Le Festival Écrans Noirs 2025 a ouvert ses portes samedi 20 septembre 2025 à Yaoundé avec Fanon, un film de Jean-Claude Barny. Il retrace le parcours de Frantz Fanon à l’hôpital psychiatrique de Blida-Joinville, en Algérie.
Gémissements. Derrière une porte entrouverte, des silhouettes à peine éclairées pendent, presque mortes, chaînes aux poignets ou fixées aux murs. En blouse blanche, Fanon entre, s’arrête, scrute la pièce. Puis dit calmement : « Toutes ces chaînes, on les enlève. » Le plan s’élargit. La lumière du jour inonde la cour, où les patients libérés s’avancent lentement vers le soleil. C’est par cette scène que Jean-Claude Barny ouvre son film Fanon, présenté en ouverture de la 29ᵉ édition du Festival Écrans Noirs.
Le réalisateur martiniquais, déjà connu pour Nèg Maron et Le Gang des Antillais, s’empare de la figure du psychiatre Frantz Fanon, médecin et penseur anticolonial, pour en livrer un portrait. Le récit se déroule entre 1953 et 1956, période pendant laquelle Fanon dirige l’hôpital psychiatrique de Blida-Joinville, en Algérie. Refusant la psychiatrie coloniale, il introduit des pratiques novatrices. Il supprime les chaînes et les mesures coercitives abusives. Il met en place la sociothérapie et la psychothérapie institutionnelle. Il adapte également les soins aux cultures et traditions locales : fêtes, musique, café maure.

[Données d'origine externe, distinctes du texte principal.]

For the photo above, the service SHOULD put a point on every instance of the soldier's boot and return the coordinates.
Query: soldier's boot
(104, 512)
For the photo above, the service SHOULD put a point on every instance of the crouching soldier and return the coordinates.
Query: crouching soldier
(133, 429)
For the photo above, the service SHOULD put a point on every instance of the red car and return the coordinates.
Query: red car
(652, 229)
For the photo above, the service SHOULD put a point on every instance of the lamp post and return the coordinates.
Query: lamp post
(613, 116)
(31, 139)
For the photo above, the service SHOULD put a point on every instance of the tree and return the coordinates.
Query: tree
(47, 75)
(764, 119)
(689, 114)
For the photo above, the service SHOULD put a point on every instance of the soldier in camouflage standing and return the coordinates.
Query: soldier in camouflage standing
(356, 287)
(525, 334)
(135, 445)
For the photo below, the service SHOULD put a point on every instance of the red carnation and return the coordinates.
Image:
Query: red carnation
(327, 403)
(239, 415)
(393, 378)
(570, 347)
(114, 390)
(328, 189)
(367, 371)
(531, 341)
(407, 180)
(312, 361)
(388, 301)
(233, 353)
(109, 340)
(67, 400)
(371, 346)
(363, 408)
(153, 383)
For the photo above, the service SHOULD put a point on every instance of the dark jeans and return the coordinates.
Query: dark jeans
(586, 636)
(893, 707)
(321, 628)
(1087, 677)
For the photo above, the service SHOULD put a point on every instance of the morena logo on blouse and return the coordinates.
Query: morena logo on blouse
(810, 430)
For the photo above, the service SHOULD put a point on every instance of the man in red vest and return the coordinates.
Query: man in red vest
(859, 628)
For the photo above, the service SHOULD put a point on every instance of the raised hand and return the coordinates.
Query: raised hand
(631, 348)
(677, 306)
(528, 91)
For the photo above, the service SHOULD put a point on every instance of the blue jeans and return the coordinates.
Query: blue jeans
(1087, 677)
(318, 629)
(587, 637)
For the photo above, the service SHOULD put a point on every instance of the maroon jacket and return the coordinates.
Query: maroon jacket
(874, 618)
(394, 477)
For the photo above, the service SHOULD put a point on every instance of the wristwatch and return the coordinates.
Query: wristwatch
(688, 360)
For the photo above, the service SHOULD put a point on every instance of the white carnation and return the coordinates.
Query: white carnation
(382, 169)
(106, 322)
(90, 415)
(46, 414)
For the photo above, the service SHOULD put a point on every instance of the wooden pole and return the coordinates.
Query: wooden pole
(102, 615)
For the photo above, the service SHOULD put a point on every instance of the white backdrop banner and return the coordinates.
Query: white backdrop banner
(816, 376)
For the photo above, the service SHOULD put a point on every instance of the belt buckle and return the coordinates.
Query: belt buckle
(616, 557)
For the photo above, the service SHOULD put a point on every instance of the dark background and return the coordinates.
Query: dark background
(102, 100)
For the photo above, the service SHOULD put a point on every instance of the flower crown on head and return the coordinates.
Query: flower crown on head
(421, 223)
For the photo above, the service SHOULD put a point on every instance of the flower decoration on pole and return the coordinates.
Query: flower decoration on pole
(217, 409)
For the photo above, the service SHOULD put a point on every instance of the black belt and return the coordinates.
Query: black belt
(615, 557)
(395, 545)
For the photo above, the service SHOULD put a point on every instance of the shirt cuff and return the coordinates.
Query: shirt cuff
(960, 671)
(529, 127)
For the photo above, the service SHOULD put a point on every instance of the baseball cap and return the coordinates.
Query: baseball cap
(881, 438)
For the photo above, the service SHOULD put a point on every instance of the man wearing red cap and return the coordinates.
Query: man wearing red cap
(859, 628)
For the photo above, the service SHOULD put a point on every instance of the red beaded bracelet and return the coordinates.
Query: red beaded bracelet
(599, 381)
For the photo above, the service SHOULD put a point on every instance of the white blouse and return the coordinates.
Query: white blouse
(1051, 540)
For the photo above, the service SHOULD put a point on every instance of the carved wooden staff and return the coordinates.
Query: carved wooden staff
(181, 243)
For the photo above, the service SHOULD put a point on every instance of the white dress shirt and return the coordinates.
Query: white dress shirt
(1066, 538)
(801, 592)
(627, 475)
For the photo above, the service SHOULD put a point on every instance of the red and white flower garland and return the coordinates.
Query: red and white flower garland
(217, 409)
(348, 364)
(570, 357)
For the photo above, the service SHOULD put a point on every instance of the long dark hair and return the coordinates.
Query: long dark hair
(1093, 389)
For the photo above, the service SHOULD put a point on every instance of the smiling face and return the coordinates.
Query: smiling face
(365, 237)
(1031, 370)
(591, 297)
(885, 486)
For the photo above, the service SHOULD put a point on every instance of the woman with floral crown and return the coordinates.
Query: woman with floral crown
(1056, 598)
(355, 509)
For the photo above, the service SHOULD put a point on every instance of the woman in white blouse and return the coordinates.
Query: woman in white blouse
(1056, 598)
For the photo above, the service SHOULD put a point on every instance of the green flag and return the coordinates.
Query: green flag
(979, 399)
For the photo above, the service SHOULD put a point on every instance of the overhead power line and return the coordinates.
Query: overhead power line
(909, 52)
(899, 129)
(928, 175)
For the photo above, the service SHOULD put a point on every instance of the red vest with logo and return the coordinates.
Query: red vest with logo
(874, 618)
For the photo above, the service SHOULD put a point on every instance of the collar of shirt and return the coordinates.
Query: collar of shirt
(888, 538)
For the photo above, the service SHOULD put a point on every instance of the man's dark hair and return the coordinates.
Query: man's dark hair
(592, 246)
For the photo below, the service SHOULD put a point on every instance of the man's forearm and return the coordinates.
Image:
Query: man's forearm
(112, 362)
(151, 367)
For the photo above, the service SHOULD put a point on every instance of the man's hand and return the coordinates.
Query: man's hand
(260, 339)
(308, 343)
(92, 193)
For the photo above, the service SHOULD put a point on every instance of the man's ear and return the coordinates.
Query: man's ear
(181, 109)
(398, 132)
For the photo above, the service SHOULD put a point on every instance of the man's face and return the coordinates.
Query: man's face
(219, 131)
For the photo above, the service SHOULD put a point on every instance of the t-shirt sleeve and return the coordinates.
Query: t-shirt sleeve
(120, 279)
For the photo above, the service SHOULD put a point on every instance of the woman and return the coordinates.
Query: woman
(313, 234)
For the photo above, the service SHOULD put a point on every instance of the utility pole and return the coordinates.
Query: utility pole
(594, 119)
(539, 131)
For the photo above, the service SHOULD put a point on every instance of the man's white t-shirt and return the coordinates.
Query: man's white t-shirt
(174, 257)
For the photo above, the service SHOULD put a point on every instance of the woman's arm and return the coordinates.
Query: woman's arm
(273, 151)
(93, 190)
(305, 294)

Enfin, il améliore les conditions de vie des patients, qu’il considère comme des sujets et non comme des objets de traitement. Pour Fanon, soigner, ce n’est pas seulement prescrire des médicaments, mais « réinscrire l’individu dans sa dignité humaine et sociale ». Le film illustre cette approche, qui relie santé mentale et lutte contre l’oppression coloniale. Alex Descas incarne un Fanon déterminé, parfois en tension entre sa vocation médicale et l’appel pressant de la révolution.
Barny filme un homme traversé par les contradictions de son époque, mais animé par une conviction : « l’aliénation n’est pas seulement psychiatrique, elle est aussi politique ». En choisissant Fanon pour ouvrir le festival, les Écrans Noirs rappellent la puissance du cinéma quand il interroge la mémoire collective. Le film dialogue avec notre présent, où la question des héritages coloniaux et des aliénations modernes reste brûlante.
En libérant ses patients des chaînes, Fanon libère aussi un geste qui semble presque oublié aujourd’hui : rappeler que toute guérison commence par la reconnaissance de l’humanité de l’autre.